Company Rhythm: A True Band of Brothers

By Donald Wedding

Since 1735, when Benjamin Franklin organized the Union Volunteer Fire Company, there have been many analogies and similarities made between firefighting and other trades or professions. As the American fire service moves forward with new technologies, better training, and an increased call volume, there is one element that remains the same and virtually unchanged over time: the human dynamic.

From our first day as firefighters in the firehouse or training academy, we are taught the importance of working together as a company and relying on one another to achieve common goals. Almost instantly, new members are searching for that "rhythm" of working together. Whether operating at a building fire or performing mundane tasks in the station, we rely on each other to get things done. If one member fails to do their job or complete tasks--especially when it comes to working on the fireground--we jeopardize the safety of other firefighters and those who called us for help.

Operating as a company of three of four members is in many ways like a band of musicians. The fireground, then, is like a show or performance. Whether you're the "lineman" on the engine company, the outside vent-man on the truck company, or the rescue company chauffeur, you have a job to do, a part to play in the song. In a band, all the musicians must play their part or instrument. The singer has to be in key, the drummer has to set the pace, the guitarist has to carry the melody, and the bass player has to follow the drummer and glue the song together. If one of these four players fails to play their part correctly, the music sounds horrible, the show is loose and uninteresting, and the future of your band is at stake. You'll also face loss of support from a dwindling fan base.

Just like a song or show will suffer from lack of cohesiveness and skill between players, the fireground (and ultimately the public) will suffer when firefighters perform poorly and fail to complete tasks and objectives, i.e., establishing a water supply, performing searches, stretching attack lines, ventilating, etc.

How would you feel if you paid money to see your favorite band from the front row and they sounded horrible and were out of sync? You would probably feel a little disheartened and ripped off and contemplate never seeing them again. How do you think the public or your fellow firefighters would feel if you or your company failed to operate accordingly at the scene of a working fire with people trapped? It's all about working together…the rhythm of the fireground, the song.

So how do we as firefighters prepare for our next show, the emergency? We train. We take classes to expand our knowledge base. We conduct drills in the firehouse as companies so we know what each other's next move is going to be. We train for that fire, that next song. Musicians call this "rehearsal." Just like musicians and bands rehearse for the next show or leg of a tour, we rehearse or "train" so that we know what to do the next time the bells go off. We check our tools, apparatus and personal protective equipment to ensure they are "combat ready" and in good, safe, working order. These things are our instruments. We need them to play the song, to do our job (put the fire out). If they don't work, we forget to bring them, or do not rehearse with them, we cannot assist those who called for us help.

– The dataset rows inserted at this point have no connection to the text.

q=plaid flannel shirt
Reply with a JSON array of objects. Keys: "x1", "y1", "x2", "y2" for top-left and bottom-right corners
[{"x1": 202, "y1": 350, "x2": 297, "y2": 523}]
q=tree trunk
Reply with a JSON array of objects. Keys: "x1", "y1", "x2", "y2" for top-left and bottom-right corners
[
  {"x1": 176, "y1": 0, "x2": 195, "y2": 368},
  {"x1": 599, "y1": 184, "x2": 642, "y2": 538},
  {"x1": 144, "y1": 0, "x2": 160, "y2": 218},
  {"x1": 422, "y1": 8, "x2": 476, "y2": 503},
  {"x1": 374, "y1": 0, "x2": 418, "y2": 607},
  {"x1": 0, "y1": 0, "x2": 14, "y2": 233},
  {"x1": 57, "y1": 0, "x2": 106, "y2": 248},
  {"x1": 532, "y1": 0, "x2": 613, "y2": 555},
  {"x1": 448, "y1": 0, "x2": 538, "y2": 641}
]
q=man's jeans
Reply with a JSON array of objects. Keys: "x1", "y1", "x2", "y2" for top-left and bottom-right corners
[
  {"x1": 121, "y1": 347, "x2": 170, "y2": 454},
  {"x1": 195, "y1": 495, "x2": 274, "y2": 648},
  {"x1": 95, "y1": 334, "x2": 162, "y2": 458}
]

I have personally been a musician in a working rock band almost as long as I have been in the fire service (19 years). As a drummer, I know the importance of working/playing together to make the song sound great and the show as a whole appeal to the audience, no matter how large or small. We as firefighters must do the same. Every response is a new gig, and there is always an audience--not just composed of the public, but of our brother firefighters, assisting companies, and chief officers.

Practice really does make perfect. Train to be the best and train together as a company. Learn as much as you can about your tools and equipment; your instruments. Do these things and you will have success in the firehouse and on the fireground…your next show.

Donald Wedding is a firefighter for the Fredericksburg (VA) Fire Department and an instructor with Traditions Training, LLC. He is also a drummer with Story For Hire.